Wie verwende ich die Ur-Erde?

Ur-Erde ist eine umweltfreundliche Substratmischung für Gemüsepflanzen.
Sie enthält alle nötigen Nährstoffe und die ideale Struktur um Gemüse zu ziehen. 
Ur-Erde ist daher ein vollwertiges Substrat und ist fix fertig, bereit zur Verwendung. Wenn man trotzdem eine Mischung erstellen möchte, kann man Ur-Erde 50/50 mit einer anderen, hochwertigen Bio Erde oder der eigenen Gartenerde mischen. 

Die Anwendung wird hier beispielhaft an einem Pflanzeimer gezeigt.
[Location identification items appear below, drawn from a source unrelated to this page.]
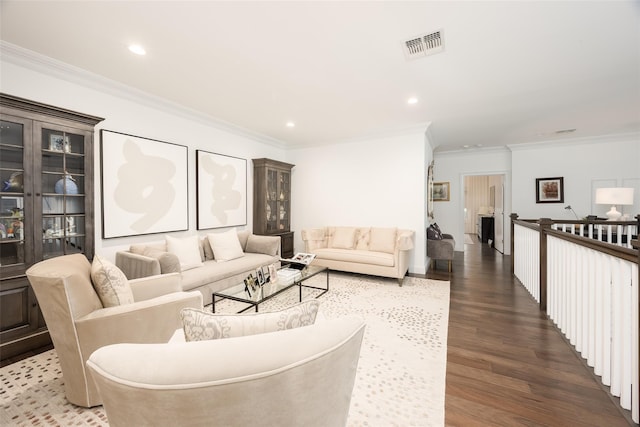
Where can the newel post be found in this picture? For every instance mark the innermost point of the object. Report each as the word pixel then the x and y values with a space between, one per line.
pixel 513 217
pixel 636 246
pixel 545 224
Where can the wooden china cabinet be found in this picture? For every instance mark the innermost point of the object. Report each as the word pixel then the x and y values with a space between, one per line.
pixel 272 202
pixel 46 207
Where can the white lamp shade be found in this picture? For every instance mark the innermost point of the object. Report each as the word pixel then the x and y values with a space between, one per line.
pixel 614 196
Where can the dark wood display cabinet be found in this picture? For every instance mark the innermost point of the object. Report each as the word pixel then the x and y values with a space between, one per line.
pixel 46 207
pixel 272 202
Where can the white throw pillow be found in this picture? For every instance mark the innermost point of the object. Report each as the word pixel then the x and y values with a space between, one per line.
pixel 187 249
pixel 226 245
pixel 201 325
pixel 344 238
pixel 110 283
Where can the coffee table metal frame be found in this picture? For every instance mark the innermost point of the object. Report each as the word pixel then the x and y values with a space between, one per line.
pixel 237 293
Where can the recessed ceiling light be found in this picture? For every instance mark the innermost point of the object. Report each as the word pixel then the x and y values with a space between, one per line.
pixel 137 49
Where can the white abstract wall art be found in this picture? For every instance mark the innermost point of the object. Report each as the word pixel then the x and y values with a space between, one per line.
pixel 144 185
pixel 221 189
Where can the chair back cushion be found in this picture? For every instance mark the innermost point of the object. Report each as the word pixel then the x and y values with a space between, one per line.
pixel 296 377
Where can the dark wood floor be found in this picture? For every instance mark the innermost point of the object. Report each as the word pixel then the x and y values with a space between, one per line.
pixel 507 364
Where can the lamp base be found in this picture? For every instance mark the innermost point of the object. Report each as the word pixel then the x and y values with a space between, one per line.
pixel 613 214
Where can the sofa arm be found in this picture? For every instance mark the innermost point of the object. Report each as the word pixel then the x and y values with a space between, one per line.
pixel 146 288
pixel 135 266
pixel 150 321
pixel 405 240
pixel 314 238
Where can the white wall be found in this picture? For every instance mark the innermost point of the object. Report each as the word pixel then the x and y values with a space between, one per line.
pixel 375 182
pixel 123 113
pixel 585 164
pixel 453 167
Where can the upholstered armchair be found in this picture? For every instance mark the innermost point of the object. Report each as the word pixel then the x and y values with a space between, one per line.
pixel 294 377
pixel 79 323
pixel 440 246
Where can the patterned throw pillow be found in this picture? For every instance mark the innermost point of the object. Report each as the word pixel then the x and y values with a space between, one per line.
pixel 200 325
pixel 433 233
pixel 110 283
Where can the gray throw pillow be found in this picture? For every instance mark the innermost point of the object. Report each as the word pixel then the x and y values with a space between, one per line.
pixel 169 263
pixel 262 245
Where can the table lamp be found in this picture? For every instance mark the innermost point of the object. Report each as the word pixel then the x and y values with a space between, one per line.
pixel 613 197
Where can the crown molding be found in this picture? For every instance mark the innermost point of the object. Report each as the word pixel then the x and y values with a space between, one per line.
pixel 420 128
pixel 565 142
pixel 43 64
pixel 472 151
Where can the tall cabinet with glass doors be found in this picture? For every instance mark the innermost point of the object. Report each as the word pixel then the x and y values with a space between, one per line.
pixel 46 206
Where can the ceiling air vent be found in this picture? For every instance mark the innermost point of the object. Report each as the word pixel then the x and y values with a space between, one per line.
pixel 423 45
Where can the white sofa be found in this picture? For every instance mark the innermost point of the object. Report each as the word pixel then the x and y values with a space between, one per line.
pixel 368 250
pixel 213 275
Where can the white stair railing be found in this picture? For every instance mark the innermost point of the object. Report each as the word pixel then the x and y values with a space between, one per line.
pixel 592 297
pixel 526 259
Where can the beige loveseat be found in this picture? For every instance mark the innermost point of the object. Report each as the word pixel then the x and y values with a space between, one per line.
pixel 368 250
pixel 213 275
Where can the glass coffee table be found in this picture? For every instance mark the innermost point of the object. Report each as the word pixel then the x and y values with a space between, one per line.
pixel 269 290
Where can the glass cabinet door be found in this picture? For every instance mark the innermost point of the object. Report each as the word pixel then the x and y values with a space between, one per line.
pixel 62 205
pixel 16 205
pixel 272 201
pixel 284 201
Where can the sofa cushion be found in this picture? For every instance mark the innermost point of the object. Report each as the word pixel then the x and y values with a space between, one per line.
pixel 226 245
pixel 343 238
pixel 169 263
pixel 383 239
pixel 356 256
pixel 139 249
pixel 243 237
pixel 187 249
pixel 110 283
pixel 362 238
pixel 200 325
pixel 262 245
pixel 206 247
pixel 213 271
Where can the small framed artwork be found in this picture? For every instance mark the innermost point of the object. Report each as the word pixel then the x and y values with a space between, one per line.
pixel 441 191
pixel 59 143
pixel 550 190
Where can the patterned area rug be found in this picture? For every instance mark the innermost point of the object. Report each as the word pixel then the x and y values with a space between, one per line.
pixel 401 373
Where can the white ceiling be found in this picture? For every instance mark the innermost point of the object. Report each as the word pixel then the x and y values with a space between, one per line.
pixel 511 71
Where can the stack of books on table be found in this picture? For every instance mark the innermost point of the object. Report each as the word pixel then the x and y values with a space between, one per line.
pixel 286 275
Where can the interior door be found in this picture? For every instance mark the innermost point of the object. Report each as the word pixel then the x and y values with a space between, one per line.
pixel 499 217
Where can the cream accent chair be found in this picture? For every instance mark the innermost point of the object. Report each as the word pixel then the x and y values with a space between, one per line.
pixel 296 377
pixel 79 324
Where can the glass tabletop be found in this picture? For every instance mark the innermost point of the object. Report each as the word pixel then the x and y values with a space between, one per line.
pixel 287 278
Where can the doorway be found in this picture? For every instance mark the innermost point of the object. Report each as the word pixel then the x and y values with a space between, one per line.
pixel 484 210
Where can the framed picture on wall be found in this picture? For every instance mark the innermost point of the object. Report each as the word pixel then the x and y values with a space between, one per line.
pixel 441 191
pixel 144 185
pixel 550 190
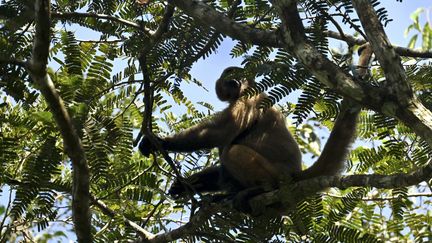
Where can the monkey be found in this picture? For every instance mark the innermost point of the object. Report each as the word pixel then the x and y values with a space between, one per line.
pixel 256 150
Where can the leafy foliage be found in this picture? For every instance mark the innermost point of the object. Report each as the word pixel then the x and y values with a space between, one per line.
pixel 100 82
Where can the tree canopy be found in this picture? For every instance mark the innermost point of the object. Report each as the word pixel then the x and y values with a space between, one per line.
pixel 72 111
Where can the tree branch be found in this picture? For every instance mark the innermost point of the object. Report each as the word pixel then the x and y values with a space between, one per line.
pixel 292 194
pixel 222 23
pixel 351 40
pixel 107 211
pixel 71 15
pixel 74 149
pixel 396 80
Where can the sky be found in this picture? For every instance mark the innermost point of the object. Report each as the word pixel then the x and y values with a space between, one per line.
pixel 208 70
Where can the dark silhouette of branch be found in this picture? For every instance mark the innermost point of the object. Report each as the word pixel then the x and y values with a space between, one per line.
pixel 72 15
pixel 37 68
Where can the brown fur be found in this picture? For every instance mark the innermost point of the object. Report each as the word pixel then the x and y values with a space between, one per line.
pixel 256 148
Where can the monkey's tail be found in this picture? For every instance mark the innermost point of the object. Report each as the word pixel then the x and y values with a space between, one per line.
pixel 333 156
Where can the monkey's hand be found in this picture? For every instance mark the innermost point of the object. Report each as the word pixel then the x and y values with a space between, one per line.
pixel 146 147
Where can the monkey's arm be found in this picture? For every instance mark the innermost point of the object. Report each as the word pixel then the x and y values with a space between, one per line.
pixel 216 132
pixel 332 158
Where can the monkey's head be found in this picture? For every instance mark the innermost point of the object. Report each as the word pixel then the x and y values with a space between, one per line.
pixel 232 83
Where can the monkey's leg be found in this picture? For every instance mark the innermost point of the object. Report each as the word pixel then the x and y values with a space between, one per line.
pixel 250 168
pixel 206 180
pixel 255 173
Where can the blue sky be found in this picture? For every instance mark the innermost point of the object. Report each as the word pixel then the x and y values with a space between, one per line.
pixel 209 69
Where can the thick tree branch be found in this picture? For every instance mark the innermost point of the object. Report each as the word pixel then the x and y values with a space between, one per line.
pixel 292 194
pixel 74 149
pixel 185 230
pixel 390 61
pixel 107 211
pixel 72 15
pixel 222 23
pixel 402 51
pixel 401 101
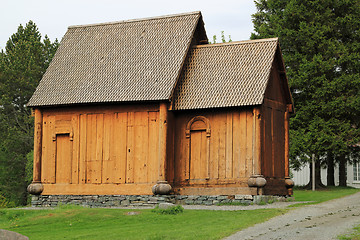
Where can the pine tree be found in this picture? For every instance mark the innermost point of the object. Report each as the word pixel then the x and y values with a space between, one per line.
pixel 22 65
pixel 320 45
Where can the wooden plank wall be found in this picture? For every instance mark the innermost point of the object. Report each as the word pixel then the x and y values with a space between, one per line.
pixel 273 136
pixel 100 146
pixel 231 150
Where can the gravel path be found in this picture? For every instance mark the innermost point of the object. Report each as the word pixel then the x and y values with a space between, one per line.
pixel 321 221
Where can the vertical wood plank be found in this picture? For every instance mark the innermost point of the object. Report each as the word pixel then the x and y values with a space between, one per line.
pixel 214 148
pixel 130 148
pixel 140 158
pixel 38 135
pixel 153 147
pixel 90 146
pixel 236 145
pixel 272 143
pixel 243 142
pixel 75 149
pixel 222 146
pixel 195 155
pixel 268 169
pixel 50 167
pixel 63 158
pixel 163 119
pixel 120 148
pixel 286 133
pixel 249 143
pixel 228 146
pixel 83 149
pixel 108 162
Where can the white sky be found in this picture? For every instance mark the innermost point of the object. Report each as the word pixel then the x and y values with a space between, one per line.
pixel 53 17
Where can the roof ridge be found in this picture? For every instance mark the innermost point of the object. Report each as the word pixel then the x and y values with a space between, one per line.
pixel 236 43
pixel 136 20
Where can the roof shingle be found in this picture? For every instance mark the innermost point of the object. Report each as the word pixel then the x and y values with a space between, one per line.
pixel 225 75
pixel 132 60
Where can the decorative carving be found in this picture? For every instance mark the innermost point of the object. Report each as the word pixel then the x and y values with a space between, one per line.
pixel 35 188
pixel 257 181
pixel 161 188
pixel 195 119
pixel 191 126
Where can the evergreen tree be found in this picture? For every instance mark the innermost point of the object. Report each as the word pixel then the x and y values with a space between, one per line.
pixel 22 65
pixel 320 44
1. Für einen guten Wasserabfluss sorgen.

Pflanzenwurzeln sollten nie zu lange im Wasser stehen. um überflüssigen Gießwasser einen Abfluss zu ermöglichen, sollte jedes Pflanzgefäß an der Unterseite Löcher haben. Um noch bessere Drainage zu haben kann man eine dünne Kiesschicht am Grund des Pflanzgefäßes unterbringen. Um die Löcher für den Wasserabfluss zu bohren, nimmt man am besten einen kleinen Holzbohrer mit 5mm Durchmesser.


 

2. Behälter mit der Ur-Erde füllen

Damit die Symbiose mit dem Mykorrhiza-Pilz gelingt, müssen die Wurzeln in direktem Kontakt mit der Ur-Erde sein. Um das bei einem Pflanzgefäß zu gewährleisten wird der gesamte Pflanzbehälter mit Ur-Erde gefüllt. Anschließend sollte man die Erde ein wenig andrücken.



 

3. Pflänzchen setzen

Bevor das Pflänzchen in die Ur-Erde kommt, gräbt man dem Pflänzchen ein kleines Loch, in das der gesamte Wurzelstock hineinpasst. Nun nimmt man es aus dem Topf und lockert den Wurzelstock ein wenig auf um das Wurzelwachstum zu stimulieren. Jetzt kommt das Pflänzchen in das Loch hinein. Anschließend sollte man die Erde rund um die Pflanzen wieder andrücken.



4. Gut angießen

Das Pflänzchen ist jetzt in einem empfindlichen Zustand. Es braucht sehr viel Wasser, weil das Wurzelsystem noch nicht voll entwickelt ist. Deshalb freut es sich besonders, wenn man es gut gießt und vielleicht ein Glas drüber stellt. Alternativ kann man auch aus einer umgedrehten, abgeschnittene Plastikflasche ein kleines Mini-Gewächshaus bauen.

 

5. Gießen, Düngen, Ernten

Die nun wachsenden Pflanzen müssen regelmäßig gegossen werden. Das gilt besonders für Pflanzen in kleineren Pflanzgefäßen! Nach etwa 6-8 Wochen werden die Nährstoffe der Ur-Erde nicht mehr in idealer Menge vorhanden sein. Dann freuen sich deine Pflanzen besonders über ein Wenig Dünger. Dafür eignen sich diverse Bio-Dünger, abgelegener Pferdemist, Brennesseljauche und vieles mehr.


 

Alternativ: Salatanbau direkt im Erdsack

Der Anbau von einigen Gemüsearten klappt auch direkt im Erdsack! Der Kunststoff des Erdsackes ist inert und sicher für den Anbau von Gemüse. Als ersten Schritt schneidet man Löcher in Kreuzform in den Erdsack. (1), dann setzt man die kleinen Salatpflänzchen ein (2). Im Anschluss wird noch kurz angegossen und fertig. Der Sack sollte alle paar Tage nachgegossen werden, hält das Wasser aber sehr gut! Nach kurzer Zeit kannst du die großen Salatköpfe bestaunen (3) und - Ernten (4).

Wir wünschen guten Appetit!

 

  

Verwendung von Ur-Erde im Beet ?

Damit deine Pflanzen im Beet die Symbiose mit den Mykorrhizen ausbilden können, kleidet man das Pflanzloch oder die Umgebung der Samen mit einer mindestens 10cm dicken Schickt Ur-Erde aus. So kann sichergestellt werden, dass die Wurzeln auch einen Pilz finden, mit dem sie Symbiose betreiben können. Wenn der Samen oder das Pflänzchen in der Ur-Erde sitzt sollte noch gut angegossen werden um einen guten Start zu ermöglichen.

Wie kann ich Ur-Erde  im Hochbeet verwenden?

Das Hochbeet gelingt am besten, wenn die oberste Schicht des Hochbeets (die obersten 20-30cm) mit Ur-Erde gefüllt wird.
Die Pflanzen werden dann in die Ur-Erde gesetzt und gut angegossen.